When it comes to creating insights from data, a common saying is "garbage in, garbage out." Rightfully so, because the consequences of poor data quality are dire:
* management makes wrong decisions due to "polluted" KPIs on the displayed Power BI dashboard
* shareholders lose confidence in the company due to flattered profit figures
* customers file a claim because they pay more (or get less) than previous sent communication had portrayed
Regularly we see these kinds of errors only a the end of the process (jargon:
"downstream") come to light. At that point, the harm has already been done: the decision has already been made, trust has already been damaged and/or the claim has already been made. Errors in the data should therefore be caught as much as possible at the beginning of the process (jargon: "upstream").
Data validation involves testing each data field against a number of criteria. In theory, it is possible to make this quite complex by checking the plausibility of various dependencies between the data. We see that there are many tools on the market for this, often equipped with artificial intelligence. These tools can certainly add value. In practice, however, we find that already a very large proportion of errors can be caught by running three simple tests on each data column:
- Is the data field filled?
- is the data field of the correct data type
- Does the data field fall within the expected bandwidth?

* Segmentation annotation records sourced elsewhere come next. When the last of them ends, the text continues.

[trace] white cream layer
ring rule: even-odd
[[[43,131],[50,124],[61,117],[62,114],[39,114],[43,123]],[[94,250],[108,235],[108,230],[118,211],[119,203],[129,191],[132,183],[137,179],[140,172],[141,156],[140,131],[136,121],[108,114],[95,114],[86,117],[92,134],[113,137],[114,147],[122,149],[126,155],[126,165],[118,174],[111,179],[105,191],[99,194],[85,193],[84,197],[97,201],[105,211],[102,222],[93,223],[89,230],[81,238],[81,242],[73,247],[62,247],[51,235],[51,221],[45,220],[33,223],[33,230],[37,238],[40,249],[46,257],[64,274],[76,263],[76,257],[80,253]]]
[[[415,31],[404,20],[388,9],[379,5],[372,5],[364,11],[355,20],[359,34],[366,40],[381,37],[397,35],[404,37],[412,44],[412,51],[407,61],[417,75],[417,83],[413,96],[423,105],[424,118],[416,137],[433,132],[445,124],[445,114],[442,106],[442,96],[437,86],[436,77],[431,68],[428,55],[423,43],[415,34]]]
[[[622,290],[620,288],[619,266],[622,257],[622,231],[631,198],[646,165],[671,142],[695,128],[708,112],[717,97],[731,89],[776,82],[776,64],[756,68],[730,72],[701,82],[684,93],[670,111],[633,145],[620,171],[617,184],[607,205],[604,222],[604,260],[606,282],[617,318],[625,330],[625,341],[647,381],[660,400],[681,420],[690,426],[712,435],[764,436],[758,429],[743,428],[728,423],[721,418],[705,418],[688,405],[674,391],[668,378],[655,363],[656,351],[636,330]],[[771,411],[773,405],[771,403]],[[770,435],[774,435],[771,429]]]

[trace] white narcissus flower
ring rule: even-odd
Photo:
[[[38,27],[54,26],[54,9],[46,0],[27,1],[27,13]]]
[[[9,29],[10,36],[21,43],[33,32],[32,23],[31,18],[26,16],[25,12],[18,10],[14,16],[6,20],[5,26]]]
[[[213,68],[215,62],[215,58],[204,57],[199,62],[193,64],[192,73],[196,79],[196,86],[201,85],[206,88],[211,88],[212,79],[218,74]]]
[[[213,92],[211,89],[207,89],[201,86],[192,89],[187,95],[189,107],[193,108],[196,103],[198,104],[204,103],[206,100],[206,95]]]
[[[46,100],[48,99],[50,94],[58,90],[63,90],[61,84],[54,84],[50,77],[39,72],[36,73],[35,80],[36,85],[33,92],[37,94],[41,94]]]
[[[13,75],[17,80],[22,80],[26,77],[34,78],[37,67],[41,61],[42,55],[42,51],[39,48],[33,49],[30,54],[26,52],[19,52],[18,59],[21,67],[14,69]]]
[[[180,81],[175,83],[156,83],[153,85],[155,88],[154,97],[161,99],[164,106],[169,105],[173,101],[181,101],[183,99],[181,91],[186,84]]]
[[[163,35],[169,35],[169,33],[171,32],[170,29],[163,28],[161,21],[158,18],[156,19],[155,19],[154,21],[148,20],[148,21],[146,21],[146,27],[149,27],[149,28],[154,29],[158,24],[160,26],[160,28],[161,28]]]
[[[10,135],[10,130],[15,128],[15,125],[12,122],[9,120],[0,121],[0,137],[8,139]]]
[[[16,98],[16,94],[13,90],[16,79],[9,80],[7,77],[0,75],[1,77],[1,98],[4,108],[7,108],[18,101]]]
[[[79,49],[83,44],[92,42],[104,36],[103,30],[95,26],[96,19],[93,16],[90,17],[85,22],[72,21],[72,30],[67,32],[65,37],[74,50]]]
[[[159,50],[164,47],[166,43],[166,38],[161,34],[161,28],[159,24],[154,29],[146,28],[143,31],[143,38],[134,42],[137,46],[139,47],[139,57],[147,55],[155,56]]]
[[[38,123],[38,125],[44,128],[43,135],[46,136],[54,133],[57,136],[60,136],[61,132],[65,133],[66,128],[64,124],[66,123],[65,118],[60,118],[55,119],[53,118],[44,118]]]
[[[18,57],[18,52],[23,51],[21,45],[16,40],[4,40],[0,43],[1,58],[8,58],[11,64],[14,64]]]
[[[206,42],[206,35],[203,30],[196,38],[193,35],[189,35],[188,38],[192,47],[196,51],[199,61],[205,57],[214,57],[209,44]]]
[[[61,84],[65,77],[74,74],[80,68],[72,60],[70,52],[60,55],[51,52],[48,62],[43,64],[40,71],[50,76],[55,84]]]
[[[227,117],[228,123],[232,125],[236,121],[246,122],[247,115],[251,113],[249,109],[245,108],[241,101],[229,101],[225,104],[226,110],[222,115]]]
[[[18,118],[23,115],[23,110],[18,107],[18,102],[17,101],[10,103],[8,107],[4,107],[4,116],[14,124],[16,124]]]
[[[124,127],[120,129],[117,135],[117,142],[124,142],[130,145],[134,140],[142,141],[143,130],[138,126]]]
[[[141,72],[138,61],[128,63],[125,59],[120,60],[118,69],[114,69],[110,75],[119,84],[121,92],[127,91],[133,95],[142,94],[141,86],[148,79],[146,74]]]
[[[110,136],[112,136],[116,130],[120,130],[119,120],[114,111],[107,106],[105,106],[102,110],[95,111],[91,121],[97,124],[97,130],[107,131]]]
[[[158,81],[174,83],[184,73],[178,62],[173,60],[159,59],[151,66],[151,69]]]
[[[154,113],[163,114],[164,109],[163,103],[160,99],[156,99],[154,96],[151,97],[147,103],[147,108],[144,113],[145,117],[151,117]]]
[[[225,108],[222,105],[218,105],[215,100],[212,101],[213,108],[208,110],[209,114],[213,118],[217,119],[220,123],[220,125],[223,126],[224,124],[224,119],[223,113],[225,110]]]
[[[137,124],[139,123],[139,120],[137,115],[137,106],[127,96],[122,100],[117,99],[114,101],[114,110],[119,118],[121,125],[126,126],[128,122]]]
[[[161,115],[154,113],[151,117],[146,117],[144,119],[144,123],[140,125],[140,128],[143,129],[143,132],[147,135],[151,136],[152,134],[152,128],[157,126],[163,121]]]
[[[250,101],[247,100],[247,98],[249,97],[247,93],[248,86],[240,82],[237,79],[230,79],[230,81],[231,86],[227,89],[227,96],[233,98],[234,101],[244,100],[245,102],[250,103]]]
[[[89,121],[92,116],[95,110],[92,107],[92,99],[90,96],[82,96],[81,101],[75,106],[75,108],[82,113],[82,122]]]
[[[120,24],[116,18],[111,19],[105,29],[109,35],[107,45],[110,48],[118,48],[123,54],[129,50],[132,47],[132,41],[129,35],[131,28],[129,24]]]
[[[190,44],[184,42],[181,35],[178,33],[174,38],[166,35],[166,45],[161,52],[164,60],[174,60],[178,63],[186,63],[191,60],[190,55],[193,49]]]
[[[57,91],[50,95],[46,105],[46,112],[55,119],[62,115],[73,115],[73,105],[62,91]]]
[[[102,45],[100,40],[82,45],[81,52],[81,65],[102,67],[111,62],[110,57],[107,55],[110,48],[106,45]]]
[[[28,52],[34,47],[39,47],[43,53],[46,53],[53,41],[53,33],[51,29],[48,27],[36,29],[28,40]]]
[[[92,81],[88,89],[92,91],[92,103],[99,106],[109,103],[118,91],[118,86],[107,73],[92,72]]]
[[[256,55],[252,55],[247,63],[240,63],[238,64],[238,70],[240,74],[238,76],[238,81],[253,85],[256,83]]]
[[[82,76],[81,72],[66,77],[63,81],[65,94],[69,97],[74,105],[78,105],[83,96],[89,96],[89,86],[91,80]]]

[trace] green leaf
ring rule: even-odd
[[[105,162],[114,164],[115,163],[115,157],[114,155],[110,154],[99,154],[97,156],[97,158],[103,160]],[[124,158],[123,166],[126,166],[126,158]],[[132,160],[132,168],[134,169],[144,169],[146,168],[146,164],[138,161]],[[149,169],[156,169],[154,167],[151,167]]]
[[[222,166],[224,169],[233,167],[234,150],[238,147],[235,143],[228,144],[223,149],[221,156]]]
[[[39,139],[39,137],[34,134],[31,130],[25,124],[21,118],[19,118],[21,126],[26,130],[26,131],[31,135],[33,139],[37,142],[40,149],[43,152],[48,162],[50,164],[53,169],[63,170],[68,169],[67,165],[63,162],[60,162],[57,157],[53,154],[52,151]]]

Take a customer's date of birth as an example. To calculate a premium, this field must always be populated. In addition, the field must always be of type "date" in a consistent format, for example, the ISO format year, month, day. Finally, we want an error message to be given when the date of birth is in the future or just more than 120 years in the past.
A validator that consistently performs these three tests for each data field turns out to be relatively easy to implement while the payoff is surprisingly large by already eliminating a lot of rework, frustration and financial risk.